A un libro de memorias le solemos exigir que sea fiel a los hechos que narra, leal -para bien o para mal- a sus protagonistas, notario exacto del tiempo que se construye en el relato, ese tiempo que sucedió dentro y fuera de quien escribe sus recuerdos. Sin embargo -y con más énfasis quizá- le suelo exigir a un libro de memorias -a cualquier libro- una cualidad única: que esté bien escrito. Al fin y al cabo, la memoria es selectiva y su verdad será aceptada por unos y cuestionada por otros. El libro de Pepe Ribas está rematadamente bien escrito. Hay algunos lapsus en fechas y nombres: pero sin demasiada importancia. Es suculenta la recuperación fantasmal de colaboradores de la revista como Luis Racionero, Karmele Marchante (feminista a tope en aquellos años), Amadeu Fabregat (si tuviera vergüenza se moriría del susto al leer lo que decía y escribía en los años setenta).

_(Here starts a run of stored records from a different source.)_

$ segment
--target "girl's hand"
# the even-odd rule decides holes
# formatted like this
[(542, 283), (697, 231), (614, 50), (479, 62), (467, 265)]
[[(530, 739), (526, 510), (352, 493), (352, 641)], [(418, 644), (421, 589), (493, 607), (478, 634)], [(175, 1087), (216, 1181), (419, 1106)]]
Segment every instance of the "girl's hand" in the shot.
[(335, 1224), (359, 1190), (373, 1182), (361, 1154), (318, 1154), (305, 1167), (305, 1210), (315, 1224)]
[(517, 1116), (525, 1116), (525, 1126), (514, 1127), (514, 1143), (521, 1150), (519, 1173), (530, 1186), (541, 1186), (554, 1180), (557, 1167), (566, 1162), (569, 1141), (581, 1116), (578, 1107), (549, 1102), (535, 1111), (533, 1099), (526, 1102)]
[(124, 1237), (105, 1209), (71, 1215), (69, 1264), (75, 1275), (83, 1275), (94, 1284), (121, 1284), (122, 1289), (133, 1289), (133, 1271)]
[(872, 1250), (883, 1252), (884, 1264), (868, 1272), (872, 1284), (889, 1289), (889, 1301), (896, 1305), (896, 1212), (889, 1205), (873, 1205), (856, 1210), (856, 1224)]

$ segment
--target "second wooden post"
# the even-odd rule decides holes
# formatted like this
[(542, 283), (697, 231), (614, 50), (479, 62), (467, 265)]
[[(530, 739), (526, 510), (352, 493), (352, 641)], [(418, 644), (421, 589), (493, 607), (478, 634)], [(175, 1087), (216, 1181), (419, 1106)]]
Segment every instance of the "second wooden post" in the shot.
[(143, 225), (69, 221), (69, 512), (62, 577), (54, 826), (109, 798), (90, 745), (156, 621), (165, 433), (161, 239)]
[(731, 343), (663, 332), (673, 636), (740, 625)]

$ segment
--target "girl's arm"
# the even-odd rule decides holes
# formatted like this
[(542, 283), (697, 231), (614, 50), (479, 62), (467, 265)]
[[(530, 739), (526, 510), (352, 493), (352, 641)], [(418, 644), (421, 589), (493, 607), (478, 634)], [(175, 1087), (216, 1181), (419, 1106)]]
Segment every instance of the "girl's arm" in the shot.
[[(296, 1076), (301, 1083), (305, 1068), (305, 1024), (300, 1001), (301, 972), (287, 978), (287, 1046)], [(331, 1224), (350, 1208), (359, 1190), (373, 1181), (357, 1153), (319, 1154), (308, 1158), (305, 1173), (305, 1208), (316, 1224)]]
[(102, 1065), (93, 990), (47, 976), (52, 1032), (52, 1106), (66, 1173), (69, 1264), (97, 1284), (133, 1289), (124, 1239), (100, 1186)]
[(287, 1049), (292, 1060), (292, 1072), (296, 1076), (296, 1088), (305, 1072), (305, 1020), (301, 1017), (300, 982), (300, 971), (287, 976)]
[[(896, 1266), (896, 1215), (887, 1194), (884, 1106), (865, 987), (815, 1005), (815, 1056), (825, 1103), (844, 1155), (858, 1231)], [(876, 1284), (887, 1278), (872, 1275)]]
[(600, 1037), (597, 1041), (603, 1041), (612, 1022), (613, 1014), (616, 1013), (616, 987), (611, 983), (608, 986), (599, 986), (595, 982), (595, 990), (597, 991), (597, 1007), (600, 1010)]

Entre tantos libros del verano hoy hablo del que ha escrito Pepe Ribas, inventor y director de aquel Ajoblanco irreverente y revulsivo que vio la luz en Barcelona entre la primavera y el invierno de 1974. Decía ese magnífico, desaparecido y casi clandestino escritor que es Julio Ramón Ribeyro que a veces volvemos sobre un amor antiguo para ver si ahí recuperamos "un poco de orgullo, de ánimo, de calor o de consuelo". Y añadía que no, que el pasado es ya un puñado de polvo, un puñado de polvo -añadiría yo-  que se esparce sobre un presente que duerme con el culo a la intemperie. No sé si este libro busca aquel viejo orgullo de cuando éramos jóvenes. Ni me importa. Sé que este verano he viajado lleno de dicha por sus páginas. Contadas esas páginas, además, con la eficaz sabiduría de quien lleva tantos años en el oficio, en ese oficio siempre arriesgado y a ratos tremendamente peligroso que es el de juntar, en el mismo papel y con un entusiasmo admirable, la escritura y la vida.